上場時など資金調達をした場合のキャッシュ・フロー計算書における注意点(★☆☆☆☆)

質問

当社は、当期に上場し資金調達を行いました。当期上場後初めての開示にあたり、キャッシュフロー計算書を作成することになりました。上場により資金調達した時の典型的なキャッシュフロー計算書に関する論点があると聞きましたが、なんでしょうか。
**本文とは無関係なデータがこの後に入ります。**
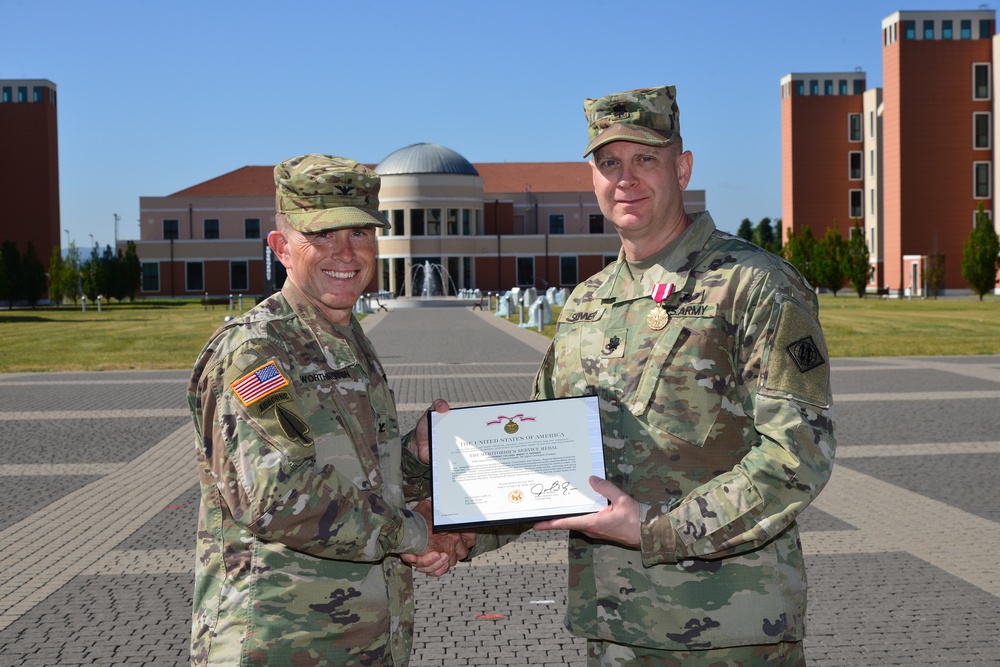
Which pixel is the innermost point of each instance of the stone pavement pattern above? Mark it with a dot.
(99, 499)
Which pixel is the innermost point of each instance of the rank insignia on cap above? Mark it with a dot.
(260, 382)
(805, 354)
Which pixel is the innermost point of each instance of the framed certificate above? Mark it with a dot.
(515, 462)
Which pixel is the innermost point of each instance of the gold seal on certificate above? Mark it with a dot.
(515, 462)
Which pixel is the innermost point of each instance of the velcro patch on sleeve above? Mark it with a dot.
(798, 364)
(259, 383)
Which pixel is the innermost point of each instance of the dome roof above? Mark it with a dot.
(425, 159)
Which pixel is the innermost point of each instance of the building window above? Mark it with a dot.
(211, 228)
(433, 222)
(526, 271)
(251, 228)
(981, 131)
(857, 204)
(596, 223)
(980, 81)
(854, 127)
(239, 276)
(169, 230)
(194, 276)
(567, 271)
(416, 222)
(982, 176)
(150, 277)
(856, 169)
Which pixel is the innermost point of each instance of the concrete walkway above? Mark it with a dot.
(99, 499)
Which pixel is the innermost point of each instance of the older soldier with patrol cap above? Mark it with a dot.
(304, 476)
(712, 370)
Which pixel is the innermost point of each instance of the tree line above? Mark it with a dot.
(110, 274)
(832, 262)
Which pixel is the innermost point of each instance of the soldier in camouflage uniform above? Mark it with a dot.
(304, 476)
(711, 366)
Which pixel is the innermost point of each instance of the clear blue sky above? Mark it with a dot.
(157, 96)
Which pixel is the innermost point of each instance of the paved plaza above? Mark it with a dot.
(99, 495)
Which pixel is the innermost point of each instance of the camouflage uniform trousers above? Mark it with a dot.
(608, 654)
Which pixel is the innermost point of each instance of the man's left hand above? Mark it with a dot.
(420, 442)
(618, 522)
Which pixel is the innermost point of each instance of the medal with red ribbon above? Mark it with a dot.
(658, 317)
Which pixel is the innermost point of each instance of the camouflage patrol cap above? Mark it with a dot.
(321, 192)
(646, 116)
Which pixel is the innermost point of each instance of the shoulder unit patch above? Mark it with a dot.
(805, 354)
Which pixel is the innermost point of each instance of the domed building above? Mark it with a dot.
(434, 199)
(489, 226)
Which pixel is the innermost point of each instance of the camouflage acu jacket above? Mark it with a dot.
(302, 496)
(719, 424)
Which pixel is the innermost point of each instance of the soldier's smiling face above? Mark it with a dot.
(332, 268)
(640, 188)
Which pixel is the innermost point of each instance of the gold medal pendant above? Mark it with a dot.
(657, 318)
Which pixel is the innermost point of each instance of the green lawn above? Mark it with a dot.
(141, 336)
(874, 327)
(169, 334)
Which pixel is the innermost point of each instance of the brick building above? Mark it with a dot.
(912, 161)
(490, 226)
(29, 165)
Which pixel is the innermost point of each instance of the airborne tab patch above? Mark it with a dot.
(805, 354)
(262, 381)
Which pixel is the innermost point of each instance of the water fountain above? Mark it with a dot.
(431, 285)
(434, 279)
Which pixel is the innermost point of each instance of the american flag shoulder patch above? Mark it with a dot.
(259, 383)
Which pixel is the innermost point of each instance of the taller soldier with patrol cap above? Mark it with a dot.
(304, 475)
(712, 369)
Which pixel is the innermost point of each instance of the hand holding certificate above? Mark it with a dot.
(515, 462)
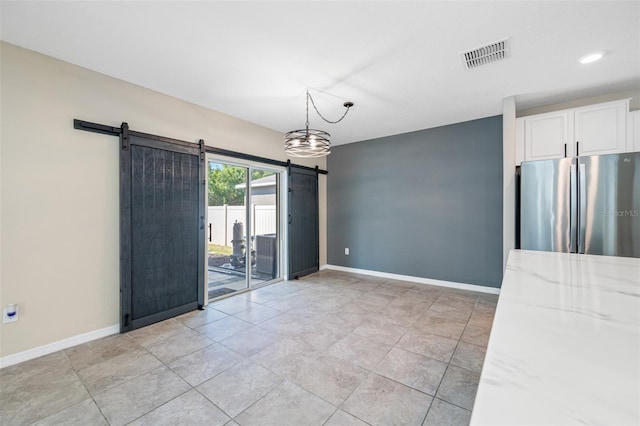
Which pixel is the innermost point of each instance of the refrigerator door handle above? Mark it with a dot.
(582, 200)
(573, 218)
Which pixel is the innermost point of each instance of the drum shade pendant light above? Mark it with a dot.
(309, 142)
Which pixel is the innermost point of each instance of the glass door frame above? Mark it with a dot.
(281, 225)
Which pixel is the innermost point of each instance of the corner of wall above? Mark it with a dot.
(508, 176)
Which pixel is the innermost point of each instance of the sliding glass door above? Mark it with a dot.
(243, 215)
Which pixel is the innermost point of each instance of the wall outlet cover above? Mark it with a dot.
(6, 318)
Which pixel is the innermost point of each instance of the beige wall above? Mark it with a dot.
(59, 188)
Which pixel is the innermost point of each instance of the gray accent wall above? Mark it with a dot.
(426, 204)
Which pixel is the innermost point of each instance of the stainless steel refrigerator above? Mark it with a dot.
(581, 205)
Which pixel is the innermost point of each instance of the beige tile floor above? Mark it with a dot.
(329, 349)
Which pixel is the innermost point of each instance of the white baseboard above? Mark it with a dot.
(419, 280)
(47, 349)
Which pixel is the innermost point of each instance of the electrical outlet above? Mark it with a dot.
(10, 314)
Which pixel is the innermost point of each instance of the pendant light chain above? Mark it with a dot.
(321, 116)
(310, 143)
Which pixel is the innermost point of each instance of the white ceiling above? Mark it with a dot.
(398, 61)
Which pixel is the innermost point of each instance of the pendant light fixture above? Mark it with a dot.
(309, 142)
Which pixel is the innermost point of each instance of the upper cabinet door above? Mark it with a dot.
(601, 129)
(546, 136)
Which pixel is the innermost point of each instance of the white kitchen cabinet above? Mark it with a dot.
(548, 136)
(601, 129)
(590, 130)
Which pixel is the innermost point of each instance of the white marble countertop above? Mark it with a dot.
(565, 343)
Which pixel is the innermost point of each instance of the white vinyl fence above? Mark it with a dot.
(222, 218)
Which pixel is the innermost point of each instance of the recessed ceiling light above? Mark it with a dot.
(591, 57)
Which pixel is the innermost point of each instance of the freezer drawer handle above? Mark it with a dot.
(582, 199)
(573, 226)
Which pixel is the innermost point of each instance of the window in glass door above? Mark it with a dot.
(243, 227)
(228, 252)
(264, 203)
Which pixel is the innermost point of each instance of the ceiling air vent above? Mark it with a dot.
(483, 55)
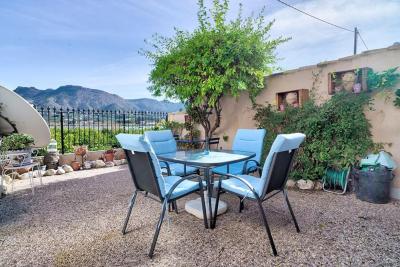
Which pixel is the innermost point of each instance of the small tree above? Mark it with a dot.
(218, 58)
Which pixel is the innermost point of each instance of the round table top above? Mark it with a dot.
(202, 158)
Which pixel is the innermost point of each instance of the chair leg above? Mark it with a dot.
(132, 202)
(291, 211)
(264, 218)
(153, 244)
(203, 206)
(214, 219)
(175, 206)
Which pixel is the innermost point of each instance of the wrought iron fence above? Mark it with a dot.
(96, 128)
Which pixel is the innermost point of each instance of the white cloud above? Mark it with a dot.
(314, 41)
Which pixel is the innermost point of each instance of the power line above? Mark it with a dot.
(308, 14)
(362, 40)
(327, 22)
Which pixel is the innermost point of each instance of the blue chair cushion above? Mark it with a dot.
(235, 168)
(238, 187)
(178, 169)
(183, 188)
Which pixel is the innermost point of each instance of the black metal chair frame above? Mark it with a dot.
(275, 186)
(246, 171)
(148, 183)
(213, 141)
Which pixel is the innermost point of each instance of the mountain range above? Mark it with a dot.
(73, 96)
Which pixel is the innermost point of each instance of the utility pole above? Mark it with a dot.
(355, 40)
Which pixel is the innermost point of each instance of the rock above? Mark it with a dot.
(291, 183)
(37, 173)
(99, 164)
(60, 171)
(67, 168)
(7, 179)
(318, 185)
(87, 165)
(110, 164)
(14, 175)
(305, 184)
(50, 172)
(22, 171)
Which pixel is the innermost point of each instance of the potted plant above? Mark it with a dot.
(79, 151)
(109, 155)
(17, 144)
(225, 137)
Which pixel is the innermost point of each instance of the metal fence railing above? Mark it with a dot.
(96, 128)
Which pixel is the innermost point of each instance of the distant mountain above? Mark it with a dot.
(72, 96)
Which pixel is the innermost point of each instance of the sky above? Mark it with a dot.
(95, 43)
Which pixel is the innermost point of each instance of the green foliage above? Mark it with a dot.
(174, 126)
(16, 142)
(338, 133)
(218, 58)
(397, 100)
(382, 80)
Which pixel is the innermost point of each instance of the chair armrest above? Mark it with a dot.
(243, 181)
(245, 171)
(200, 180)
(167, 167)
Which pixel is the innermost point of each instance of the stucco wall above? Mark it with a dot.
(385, 119)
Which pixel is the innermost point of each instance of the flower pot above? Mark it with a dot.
(20, 157)
(357, 88)
(76, 166)
(109, 155)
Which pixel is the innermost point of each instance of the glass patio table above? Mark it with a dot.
(207, 160)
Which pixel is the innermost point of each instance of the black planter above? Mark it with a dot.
(373, 185)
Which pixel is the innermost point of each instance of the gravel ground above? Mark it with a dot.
(77, 223)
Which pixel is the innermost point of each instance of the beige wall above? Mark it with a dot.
(385, 120)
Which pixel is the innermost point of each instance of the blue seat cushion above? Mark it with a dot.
(178, 169)
(235, 168)
(238, 187)
(183, 188)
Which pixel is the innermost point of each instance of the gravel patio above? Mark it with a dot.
(77, 223)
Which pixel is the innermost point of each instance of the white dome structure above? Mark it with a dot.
(17, 115)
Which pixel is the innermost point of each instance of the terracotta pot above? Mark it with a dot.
(81, 151)
(76, 166)
(357, 88)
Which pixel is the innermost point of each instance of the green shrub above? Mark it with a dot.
(338, 133)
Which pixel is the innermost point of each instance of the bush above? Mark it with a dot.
(16, 142)
(338, 133)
上場時など資金調達をした場合においてキャッシュ・フロー計算書において留意するべきことはなんでしょうか?

結論

財務活動よるキャッシュ・フローへの計上にあたり、資金調達に直接かかった費用を資金調達額から控除すること

基準

連結財務諸表等におけるキャッシュ・フロー計算書の作成に関する実務指針(会計制度委員会報告第8号)40項
最終改正:2014年11月28日

整理

適用指針40項では、以下定めがあります。
40.社債や新株の発行等による資金調達の実質手取額は、発行価額から社債発行費や株式交付費を控除した額である。したがって、社債発行費及び株式交付費に重要性がある場合は、「キャッシュ・フロー計算書」上、実質手取額によって表示する。なお、これらの発行費等に重要性がない場合は、それぞれのキャッシュ・フローを総額によって表示することができる。
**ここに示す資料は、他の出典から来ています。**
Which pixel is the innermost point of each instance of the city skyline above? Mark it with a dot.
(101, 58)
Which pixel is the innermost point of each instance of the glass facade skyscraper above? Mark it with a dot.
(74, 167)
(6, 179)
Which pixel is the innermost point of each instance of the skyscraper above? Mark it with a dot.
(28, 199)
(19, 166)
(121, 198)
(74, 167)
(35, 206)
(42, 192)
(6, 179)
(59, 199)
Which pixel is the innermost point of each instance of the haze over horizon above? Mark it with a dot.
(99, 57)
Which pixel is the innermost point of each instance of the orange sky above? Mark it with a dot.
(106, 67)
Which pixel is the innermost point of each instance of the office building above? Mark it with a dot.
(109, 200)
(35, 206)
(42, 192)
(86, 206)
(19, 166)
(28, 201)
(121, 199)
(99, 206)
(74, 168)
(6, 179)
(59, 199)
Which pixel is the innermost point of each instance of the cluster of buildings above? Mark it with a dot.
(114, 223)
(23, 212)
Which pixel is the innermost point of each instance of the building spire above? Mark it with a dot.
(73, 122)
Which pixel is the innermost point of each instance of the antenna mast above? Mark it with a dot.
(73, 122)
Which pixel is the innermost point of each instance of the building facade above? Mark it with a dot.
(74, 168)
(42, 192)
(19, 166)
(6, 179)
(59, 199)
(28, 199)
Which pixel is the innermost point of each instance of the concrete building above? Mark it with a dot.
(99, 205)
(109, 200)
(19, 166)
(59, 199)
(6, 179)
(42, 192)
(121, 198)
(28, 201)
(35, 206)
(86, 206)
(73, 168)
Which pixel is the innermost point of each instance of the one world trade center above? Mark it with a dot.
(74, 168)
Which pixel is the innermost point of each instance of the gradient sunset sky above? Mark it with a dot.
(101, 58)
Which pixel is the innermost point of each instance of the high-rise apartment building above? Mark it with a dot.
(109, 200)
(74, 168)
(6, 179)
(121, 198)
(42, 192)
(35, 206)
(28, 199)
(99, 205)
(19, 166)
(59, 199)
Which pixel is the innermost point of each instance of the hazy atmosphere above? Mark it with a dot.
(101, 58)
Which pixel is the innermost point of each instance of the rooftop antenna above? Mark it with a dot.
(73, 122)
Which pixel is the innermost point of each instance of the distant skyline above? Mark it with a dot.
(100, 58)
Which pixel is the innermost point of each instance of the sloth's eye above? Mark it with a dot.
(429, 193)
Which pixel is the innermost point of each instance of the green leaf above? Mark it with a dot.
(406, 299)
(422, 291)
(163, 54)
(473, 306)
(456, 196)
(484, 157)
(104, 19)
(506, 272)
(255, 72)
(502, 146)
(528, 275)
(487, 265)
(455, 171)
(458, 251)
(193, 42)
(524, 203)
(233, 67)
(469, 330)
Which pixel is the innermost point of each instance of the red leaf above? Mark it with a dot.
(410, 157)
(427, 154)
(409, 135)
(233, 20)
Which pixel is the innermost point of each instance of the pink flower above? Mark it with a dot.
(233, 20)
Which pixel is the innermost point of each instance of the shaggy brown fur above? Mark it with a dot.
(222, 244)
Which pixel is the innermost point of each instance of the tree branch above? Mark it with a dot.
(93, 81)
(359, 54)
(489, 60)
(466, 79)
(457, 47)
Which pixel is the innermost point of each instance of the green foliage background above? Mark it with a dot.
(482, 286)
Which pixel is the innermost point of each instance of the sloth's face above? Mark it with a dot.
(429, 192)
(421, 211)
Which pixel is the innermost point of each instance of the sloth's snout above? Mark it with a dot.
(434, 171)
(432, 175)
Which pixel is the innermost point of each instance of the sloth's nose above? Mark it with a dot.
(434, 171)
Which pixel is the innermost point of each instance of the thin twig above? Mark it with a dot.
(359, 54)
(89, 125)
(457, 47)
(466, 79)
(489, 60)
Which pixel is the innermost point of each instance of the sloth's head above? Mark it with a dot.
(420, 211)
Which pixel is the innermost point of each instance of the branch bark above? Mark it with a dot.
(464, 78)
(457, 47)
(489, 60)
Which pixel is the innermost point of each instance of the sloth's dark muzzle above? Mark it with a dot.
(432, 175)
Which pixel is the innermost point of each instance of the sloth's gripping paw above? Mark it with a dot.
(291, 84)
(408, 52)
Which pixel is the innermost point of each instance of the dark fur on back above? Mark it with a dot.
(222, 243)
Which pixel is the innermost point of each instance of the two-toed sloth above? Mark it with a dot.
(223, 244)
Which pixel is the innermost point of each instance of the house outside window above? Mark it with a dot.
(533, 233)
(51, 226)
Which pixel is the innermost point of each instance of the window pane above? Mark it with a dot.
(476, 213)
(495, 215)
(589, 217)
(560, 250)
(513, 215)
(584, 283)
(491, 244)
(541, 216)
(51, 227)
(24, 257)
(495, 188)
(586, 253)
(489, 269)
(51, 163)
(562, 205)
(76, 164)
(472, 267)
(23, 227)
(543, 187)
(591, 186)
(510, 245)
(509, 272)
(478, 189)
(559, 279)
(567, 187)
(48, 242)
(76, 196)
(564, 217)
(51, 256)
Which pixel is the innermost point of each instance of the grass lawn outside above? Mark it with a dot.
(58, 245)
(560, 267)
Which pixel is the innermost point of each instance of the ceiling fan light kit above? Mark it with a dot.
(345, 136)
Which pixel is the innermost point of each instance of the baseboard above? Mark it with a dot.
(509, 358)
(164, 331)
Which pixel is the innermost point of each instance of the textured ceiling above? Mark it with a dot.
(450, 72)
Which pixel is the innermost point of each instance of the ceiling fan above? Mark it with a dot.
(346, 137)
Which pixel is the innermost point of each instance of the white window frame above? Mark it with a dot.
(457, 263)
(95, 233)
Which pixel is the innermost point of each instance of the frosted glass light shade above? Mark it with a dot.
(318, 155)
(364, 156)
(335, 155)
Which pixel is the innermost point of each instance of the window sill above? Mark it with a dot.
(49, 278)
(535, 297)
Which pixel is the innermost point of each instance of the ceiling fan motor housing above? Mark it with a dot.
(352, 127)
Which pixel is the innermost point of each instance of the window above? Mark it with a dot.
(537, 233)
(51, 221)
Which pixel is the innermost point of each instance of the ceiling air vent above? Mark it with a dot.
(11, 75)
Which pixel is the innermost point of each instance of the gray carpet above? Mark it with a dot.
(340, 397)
そのため、株式交付費に重要性がある場合は、株式交付費額を資金調達額から控除し、実質手取額によって表示することが必要になります。

新株発行等による資金調達以外の場合で、例えば、シンジケートローンによる借入を行った場合に、シンジケートローンのアレンジャーに支払ったアレジメントフィー(支払手数料)も同じく、借入による増加額から控除して実質手取額によって表示することが考えられます。